Atheism, Ms. Ahadi says, must confront religion head-on -- and adopt its methods. Her group started with just 30 members in February and a month later had more than 400. It is lobbying European Union officials for restrictions on the veil and organizing a public meeting at which ex-Muslims will explain why they quit. "If you want to work against Muslim movements, you have to be like them," she says. "We have to go outside and say what we're fighting for."

Europe's atheist campaigners have also made a splash in America. "The God Delusion," a book by Oxford Professor Richard Dawkins, has been on the New York Times hardcover nonfiction best-seller list for 28 weeks. Another British atheist, U.S.-based writer Christopher Hitchens, has written his own antireligious treatise, "God Is Not Great: How Religion Poisons Everything," due out in May.

Christianity, once the bedrock of Europe's identity, has been losing worshipers on the Continent for at least half a century, though some opinion polls suggest the downward trend has bottomed out. Around three-quarters of Europeans still describe themselves as Christians. But only a small minority go to church.

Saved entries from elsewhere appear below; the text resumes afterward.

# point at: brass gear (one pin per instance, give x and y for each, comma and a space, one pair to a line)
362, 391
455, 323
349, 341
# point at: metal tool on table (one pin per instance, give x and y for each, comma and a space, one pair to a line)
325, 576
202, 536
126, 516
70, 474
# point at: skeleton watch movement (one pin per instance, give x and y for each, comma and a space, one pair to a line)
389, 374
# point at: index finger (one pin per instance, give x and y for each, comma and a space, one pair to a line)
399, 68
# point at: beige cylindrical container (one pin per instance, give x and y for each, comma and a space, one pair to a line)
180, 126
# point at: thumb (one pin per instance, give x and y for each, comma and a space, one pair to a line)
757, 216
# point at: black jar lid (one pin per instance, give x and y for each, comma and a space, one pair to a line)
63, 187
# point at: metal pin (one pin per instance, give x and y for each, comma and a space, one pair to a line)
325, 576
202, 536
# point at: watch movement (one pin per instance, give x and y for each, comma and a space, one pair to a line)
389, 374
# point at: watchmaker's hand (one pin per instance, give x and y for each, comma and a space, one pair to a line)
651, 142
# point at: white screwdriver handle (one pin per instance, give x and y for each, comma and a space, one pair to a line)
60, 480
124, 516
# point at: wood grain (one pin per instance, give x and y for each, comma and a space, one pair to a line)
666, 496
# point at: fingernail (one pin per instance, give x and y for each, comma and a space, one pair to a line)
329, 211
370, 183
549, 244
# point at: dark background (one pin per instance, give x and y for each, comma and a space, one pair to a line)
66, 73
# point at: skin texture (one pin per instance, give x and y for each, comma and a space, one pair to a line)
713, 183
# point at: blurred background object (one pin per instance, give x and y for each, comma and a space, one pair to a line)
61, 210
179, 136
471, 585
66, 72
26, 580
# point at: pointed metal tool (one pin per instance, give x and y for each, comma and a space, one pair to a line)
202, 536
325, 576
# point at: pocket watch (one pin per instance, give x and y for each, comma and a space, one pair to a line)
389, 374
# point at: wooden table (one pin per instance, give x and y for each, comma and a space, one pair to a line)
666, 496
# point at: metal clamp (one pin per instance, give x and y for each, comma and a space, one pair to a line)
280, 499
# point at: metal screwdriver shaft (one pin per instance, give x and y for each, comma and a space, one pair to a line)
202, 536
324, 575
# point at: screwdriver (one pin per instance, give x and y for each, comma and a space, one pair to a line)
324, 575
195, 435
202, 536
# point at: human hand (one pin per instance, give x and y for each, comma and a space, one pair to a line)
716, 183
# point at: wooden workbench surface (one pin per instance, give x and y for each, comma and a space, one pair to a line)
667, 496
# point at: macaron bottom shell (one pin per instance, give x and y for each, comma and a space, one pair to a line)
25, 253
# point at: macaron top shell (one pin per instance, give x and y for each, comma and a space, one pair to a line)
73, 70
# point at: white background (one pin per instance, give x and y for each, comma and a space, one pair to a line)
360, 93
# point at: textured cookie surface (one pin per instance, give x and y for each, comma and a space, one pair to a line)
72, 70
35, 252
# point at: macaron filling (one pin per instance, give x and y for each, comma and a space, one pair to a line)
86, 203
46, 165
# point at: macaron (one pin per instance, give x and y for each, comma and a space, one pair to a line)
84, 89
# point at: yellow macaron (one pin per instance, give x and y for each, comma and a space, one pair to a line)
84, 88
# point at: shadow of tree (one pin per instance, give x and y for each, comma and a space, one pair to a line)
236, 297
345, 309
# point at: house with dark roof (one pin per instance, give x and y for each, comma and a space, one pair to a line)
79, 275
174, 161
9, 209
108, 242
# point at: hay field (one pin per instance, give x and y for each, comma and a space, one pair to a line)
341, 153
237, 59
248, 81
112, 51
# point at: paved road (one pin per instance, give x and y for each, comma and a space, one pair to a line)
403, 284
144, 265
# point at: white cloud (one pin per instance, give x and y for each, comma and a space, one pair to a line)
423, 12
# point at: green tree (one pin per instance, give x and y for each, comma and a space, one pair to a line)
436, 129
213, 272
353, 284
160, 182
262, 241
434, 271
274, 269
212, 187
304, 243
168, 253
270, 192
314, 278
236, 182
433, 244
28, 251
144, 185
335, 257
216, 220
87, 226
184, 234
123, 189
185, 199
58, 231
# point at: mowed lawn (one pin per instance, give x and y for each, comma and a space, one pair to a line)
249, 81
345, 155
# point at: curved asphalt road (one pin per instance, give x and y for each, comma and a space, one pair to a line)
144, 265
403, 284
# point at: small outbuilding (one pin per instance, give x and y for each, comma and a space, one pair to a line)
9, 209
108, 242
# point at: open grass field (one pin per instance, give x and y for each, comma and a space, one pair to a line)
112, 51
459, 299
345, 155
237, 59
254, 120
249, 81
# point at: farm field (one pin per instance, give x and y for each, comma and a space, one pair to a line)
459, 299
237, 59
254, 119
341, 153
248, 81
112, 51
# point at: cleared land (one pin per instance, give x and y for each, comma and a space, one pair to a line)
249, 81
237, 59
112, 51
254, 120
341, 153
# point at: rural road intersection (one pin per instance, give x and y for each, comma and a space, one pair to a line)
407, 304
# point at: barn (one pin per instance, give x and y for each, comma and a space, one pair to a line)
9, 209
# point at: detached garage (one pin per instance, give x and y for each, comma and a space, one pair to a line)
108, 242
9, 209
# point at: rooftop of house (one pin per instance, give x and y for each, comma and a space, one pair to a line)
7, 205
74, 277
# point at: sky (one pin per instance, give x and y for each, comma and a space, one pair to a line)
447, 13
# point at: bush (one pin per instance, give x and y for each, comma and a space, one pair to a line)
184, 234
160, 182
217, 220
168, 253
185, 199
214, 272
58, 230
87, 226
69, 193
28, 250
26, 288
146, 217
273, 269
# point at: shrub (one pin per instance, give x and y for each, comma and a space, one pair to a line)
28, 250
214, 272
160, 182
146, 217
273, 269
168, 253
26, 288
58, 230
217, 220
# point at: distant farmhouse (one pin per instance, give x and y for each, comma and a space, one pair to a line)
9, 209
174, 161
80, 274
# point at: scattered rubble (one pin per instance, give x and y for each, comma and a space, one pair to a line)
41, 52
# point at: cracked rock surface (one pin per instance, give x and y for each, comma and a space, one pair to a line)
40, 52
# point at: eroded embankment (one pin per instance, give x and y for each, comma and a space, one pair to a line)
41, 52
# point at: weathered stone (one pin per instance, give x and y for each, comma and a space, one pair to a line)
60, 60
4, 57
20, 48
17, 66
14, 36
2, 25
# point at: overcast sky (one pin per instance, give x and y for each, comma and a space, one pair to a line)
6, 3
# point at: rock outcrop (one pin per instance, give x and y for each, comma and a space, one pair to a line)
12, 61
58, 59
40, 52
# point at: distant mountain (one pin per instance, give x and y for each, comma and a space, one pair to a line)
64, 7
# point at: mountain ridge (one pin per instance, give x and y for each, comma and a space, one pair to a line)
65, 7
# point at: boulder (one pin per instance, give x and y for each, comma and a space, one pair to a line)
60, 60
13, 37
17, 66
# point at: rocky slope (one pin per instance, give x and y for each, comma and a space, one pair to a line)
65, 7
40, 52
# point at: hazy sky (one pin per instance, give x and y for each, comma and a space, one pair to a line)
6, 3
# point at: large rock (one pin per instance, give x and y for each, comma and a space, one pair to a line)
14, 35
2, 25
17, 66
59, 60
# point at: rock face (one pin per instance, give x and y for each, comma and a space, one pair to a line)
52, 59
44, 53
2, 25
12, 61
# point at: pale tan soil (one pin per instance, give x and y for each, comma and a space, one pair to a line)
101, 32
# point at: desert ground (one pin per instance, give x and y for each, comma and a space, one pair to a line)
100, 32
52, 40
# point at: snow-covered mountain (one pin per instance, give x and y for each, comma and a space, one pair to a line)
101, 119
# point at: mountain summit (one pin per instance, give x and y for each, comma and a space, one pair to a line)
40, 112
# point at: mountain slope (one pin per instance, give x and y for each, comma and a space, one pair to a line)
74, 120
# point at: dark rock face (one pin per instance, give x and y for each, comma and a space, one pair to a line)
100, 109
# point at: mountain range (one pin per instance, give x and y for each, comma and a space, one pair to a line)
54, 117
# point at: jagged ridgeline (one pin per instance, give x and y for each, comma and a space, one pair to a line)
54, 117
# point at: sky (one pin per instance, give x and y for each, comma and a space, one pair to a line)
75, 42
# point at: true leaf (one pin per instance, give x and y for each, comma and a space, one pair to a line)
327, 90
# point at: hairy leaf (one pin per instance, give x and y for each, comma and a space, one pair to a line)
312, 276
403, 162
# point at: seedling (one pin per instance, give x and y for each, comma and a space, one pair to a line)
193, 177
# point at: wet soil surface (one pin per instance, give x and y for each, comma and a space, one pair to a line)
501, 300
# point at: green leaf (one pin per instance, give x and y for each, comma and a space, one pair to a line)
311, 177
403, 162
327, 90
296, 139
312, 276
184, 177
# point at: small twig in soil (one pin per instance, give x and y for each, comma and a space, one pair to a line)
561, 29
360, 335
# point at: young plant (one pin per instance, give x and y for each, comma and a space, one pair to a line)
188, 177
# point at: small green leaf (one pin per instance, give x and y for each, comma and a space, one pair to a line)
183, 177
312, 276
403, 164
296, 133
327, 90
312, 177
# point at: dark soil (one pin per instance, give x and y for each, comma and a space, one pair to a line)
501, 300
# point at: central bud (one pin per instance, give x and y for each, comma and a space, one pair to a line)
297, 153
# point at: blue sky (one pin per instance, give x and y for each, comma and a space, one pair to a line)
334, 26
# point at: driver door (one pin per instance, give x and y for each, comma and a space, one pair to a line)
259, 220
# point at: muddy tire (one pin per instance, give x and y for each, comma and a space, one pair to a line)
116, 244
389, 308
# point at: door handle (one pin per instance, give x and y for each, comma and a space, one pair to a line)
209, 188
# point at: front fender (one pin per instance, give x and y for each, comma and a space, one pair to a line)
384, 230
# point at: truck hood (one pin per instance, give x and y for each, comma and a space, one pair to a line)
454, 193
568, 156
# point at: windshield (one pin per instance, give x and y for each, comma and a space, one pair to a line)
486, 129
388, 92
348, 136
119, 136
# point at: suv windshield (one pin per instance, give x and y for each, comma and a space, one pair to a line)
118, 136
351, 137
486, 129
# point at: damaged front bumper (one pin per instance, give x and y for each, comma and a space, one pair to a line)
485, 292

In Western Europe, according to polls, fewer than 20% do.

The number of atheists is hard to pin down. Some surveys put the figure at under 3%, but others say it is much higher.

...

Religious leaders are pushing back against the assertive unbelievers. The Church of England's Archbishop of York, John Sentamu, complained in a December statement about "illiberal atheists who have joined forces with aggressive secularists." He was responding to demands that Jesus be removed from nativity plays and that Christmas parties be called "winter festival" gatherings.

Mr. Onfray's atheist tract, recently translated into English, has prompted three book-length rebuttals by angry Christians and a flood of articles. To counter Prof. Dawkins's "God Delusion," an Oxford theology professor wrote his own book, "The Dawkins Delusion."

Both atheists and their foes agree on one thing: God -- declared dead over a century ago by German philosopher Friedrich Nietzsche -- is making a comeback, at least as a focus of controversy. "Faith is on the public agenda in a way that is unprecedented in recent times," proclaimed the founding manifesto of Theos, a new British-based Christian think tank.

Europe's atheist movement has no Vatican-like central command and springs from many different sources. Some adherents have personal grievance. Mr. Onfray spent part of his youth in a home run by Catholic priests, who he says mistreated him and abused others. Ms. Ahadi, head of the German ex-Muslims group, says her first husband was executed by Islamic revolutionaries in Iran.

....

Pierre Andrieu, a 63-year-old former executive with BNP-Paribas, a French bank, travels up to Caen each week from Paris for the lecture show. He makes the trip, he says, because he shares Mr. Onfray's take on faith--and fears that religion is making a comeback. "It is far more present than before," he says. "This need for religion is very, very strong. Religion is like magic. It is all about tricks."